Besides the residents, the traps, and the smell, the biggest hurdle they came across was a large double-winged door made of stone.
“So, how do we unlock these?” Sam asked, looking at Hannah.
“See that statue? Put a bit of fire in one hand and a bit of ice in the other.”
“Ooh, symbolism,” Rye cooed. “Maybe there’s a conjurer hiding behind this door, with cool conjuring stuff! The ice is easy. But how do we get the fire? The fire-people completely disappear when they die.”
Sam and Hannah stared at her.
“We can just… start a normal fire. With flint and steel.”
Rye blinked. “Oh. Right. We have those.”
They did so, the door opened, and once again they went deeper into the dungeon. Though by this point, calling it a dungeon was definitely an insult to someone. This area had old yet well-kept rugs covering living areas that must have once been enough for a dozen people. A book was cracked open on an old armchair. This place felt homey, and that more than anything set her hairs on end.

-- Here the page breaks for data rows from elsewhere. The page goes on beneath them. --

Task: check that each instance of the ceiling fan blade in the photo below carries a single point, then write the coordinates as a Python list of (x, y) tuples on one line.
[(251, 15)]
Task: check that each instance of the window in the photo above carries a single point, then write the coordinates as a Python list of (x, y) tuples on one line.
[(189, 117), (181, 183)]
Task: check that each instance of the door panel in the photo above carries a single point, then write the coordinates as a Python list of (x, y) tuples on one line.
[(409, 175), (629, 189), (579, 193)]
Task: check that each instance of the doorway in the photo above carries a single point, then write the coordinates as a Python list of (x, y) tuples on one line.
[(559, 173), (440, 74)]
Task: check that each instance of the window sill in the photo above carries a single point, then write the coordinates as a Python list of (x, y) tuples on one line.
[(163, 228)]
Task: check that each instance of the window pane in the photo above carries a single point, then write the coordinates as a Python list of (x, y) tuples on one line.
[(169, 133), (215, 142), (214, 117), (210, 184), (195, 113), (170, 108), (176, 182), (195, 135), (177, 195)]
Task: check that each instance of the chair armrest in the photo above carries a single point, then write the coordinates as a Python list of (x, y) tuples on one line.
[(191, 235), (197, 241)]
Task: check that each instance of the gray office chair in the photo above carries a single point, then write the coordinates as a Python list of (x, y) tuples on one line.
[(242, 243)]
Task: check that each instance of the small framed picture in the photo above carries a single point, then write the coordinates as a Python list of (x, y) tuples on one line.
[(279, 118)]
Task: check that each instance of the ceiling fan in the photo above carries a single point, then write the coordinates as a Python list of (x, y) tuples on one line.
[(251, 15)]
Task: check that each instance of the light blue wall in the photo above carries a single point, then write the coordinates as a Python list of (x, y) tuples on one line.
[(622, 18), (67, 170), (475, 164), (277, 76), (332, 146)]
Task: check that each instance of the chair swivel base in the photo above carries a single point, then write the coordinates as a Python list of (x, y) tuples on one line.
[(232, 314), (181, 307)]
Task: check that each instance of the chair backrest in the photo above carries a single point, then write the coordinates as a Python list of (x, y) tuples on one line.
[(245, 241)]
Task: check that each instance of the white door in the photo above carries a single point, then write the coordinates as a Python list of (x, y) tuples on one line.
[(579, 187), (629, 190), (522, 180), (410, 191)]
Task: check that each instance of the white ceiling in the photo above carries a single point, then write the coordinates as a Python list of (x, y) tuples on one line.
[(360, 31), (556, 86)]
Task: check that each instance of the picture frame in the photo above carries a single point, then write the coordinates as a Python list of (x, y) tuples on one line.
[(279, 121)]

Who wanted to have to go though so many secret passages just to get home? Evidently, the passing knight implied that the security was warranted. But how did they know?
They breached another set of doors and were awestruck. A natural cavern stretched as far as the palace’s ceiling, and more than its footprint in width and depth. The floor was made out of the same translucent ice as the ceiling, a crystal so pure it could have been glass. Trees stretched from bottom to top, all naked trunks – more resembling branches, really – growing up and up like a forest of pillars.
“Woah.”
This place was an impossibility, like the ginormous bridge that must have been built by the gods themselves. A single path grew through the thicket, on ground where the trees did not dare tread.
“Should we follow it?” Rye asked.
Sam didn’t hesitate. “No other place to go. Just keep your weapons ready.”
In case we’re trespassing.
They walked under arched branches and over glittering gravel, and the oppressive feeling soon lightened up. With every step Sam’s grip around her weapon grew sweatier.
But they popped out of the thicket and noticed the slumbering beast much too late. It had beaks and a claw, three wings and legs, and feathers black as night. It grew halfway to the ceiling, though part of that was just its plumage, and the way it lay sprawled against the wall.
“Greetings.”
They all jumped at the woman who raised from where she was resting against a wing. She was relatively small, compared to the bird. If she stood up, Sam had no doubt she would be twice as tall as herself.
The beast’s keeper? It’s warden?
Rye pointed at her. “You’re the lady from the statues.”
The woman nodded, smiling sagely.
“This is the truth. It is I, Uovis, former goddess of umbral knowledge.” She stroked the giant thing, gently. “To those born of erudition, I bid thee welcome, to our sanctuary.”